Informations générales
Date 1921-1927
Lieu Protectorat espagnol (au nord du Maroc)
Issue Fin de la république du Rif
Belligérants
Espagne
(1921-1927)
Drapeau de la France France
(1925-1927)
Drapeau de la République du Rif République du Rif
Commandants
Manuel Sylvestre
Dámaso Berenguer
José Millán-Astray
Miguel Primo de Rivera
Drapeau de la France Philippe Pétain
Drapeau de la France Hubert Lyautey
Drapeau du Maroc Moulay Youssef
Abdelkrim el-Khattabi
Abdel-Salam Mohammed Abdel-Karim
Mhamadi Bojabbar Mohamed, les Aït Ghannou
Ahmed Heriro jebli
Haddou Mouh-Ameziane
Mohamed Cheddi
Caid Bohout
Forces en présence
63 000 à 125 000 soldats[1]

Drapeau de la France 60 000 soldats[1]
Sources espagnoles :
80 000 irréguliers[1],

Autres sources :
1925 : 35 000-50 000[2]
1926 : moins de 20 000[2]
Pertes
50 000 morts[3]
Drapeau de la France 10 000 morts[3]
100 000 morts[4]

Batailles

La guerre du Rif était une succession de conflits armés opposant les armées des puissances coloniales espagnole (de 1921 à 1927), alliées aux troupes françaises (de 1925 à 1927), aux tribus berbères du Rif, coalisées autour de leur chef, Abdelkrim el-Khattabi.

Contexte historique

Face aux Espagnols et aux Français exploitant le « terrain conquis » au XIXe siècle, la société rifaine est composée de tribus, dirigée par une assemblée et présidée par un chef, l’Amghar. Les uns comme les autres, outre leur rayonnement culturel ou économique, manifestent leur pouvoir par des démonstrations de force.

Dans le cadre de sa politique de colonisation face à celle de la France, l'Espagne voulait ainsi étendre son contrôle sur des territoires au nord est du Maroc afin de protéger les ports qu'elle exploitait sur les côtes de la Méditerranée.

Toutefois, c'était sans compter avec les autochtones, soucieux de préserver leur propre autorité et leur propre culture et de les défendre, d'où les exactions. De surcroît, le mode de vie et les structures sociales des parties en présence entrent en permanence en conflit indirect avec ceux des puissances coloniales, récemment implantées sur leur territoire.

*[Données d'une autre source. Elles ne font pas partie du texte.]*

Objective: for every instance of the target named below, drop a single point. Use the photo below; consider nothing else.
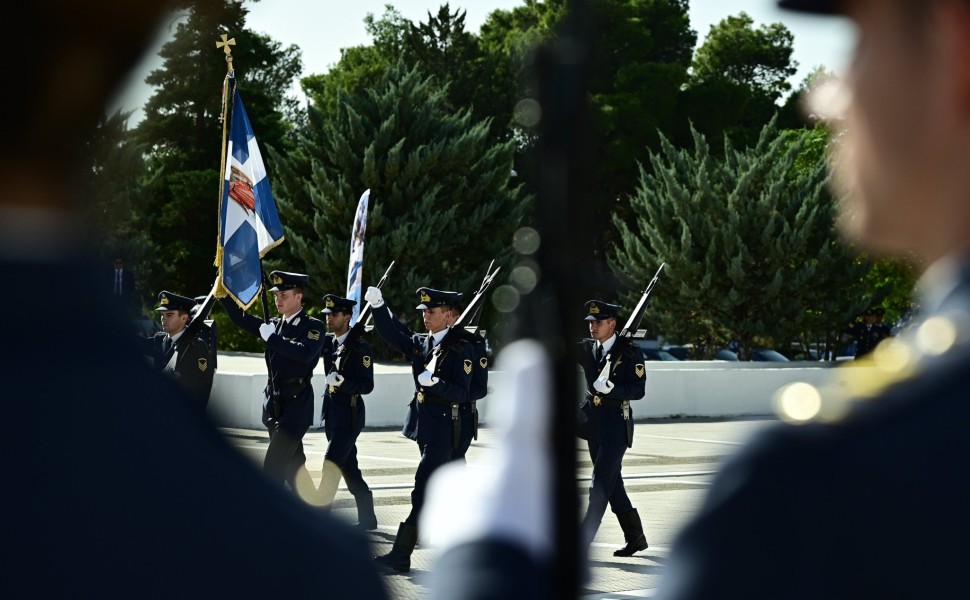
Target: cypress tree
(442, 204)
(753, 255)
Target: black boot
(366, 519)
(632, 533)
(399, 558)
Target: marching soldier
(350, 375)
(477, 390)
(293, 344)
(608, 426)
(441, 394)
(187, 360)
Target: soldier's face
(338, 323)
(602, 330)
(288, 302)
(435, 319)
(173, 321)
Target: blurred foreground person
(863, 498)
(120, 488)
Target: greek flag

De conflits isolés, les affrontements deviennent peu à peu une guerrilla, face à laquelle les méthodes militaires classiques doivent être adaptées. C'est aussi ce qui explique le décalage de l'implication française.

Compte tenu du rapport des forces et des méthodes employées — utilisation du gaz « moutarde » d'un coté, bouclier humain de l'autre —, la lutte, d'abord inégale, devint donc confuse.

La tactique rifaine sera employée dans des conflits ultérieurs, aspirant cette fois à servir non plus l'intérêt d'un seul mais un intérêt général commun : l'indépendance d'une nation. Alberto Bayo enseignera aux Cubains ces techniques de guérilla : Che Guevara (Cuba), Mao Zedong (Chine) et Hô Chi Minh (Vietnam) s'en inspireraient[5],[6].

Contexte géographique

Fichier:Ancien protectorat espagnol au nord du Maroc (Ancien Rif espagnol).png
Carte du Nord du Maroc indiquant les territoires sous protectorat espagnol.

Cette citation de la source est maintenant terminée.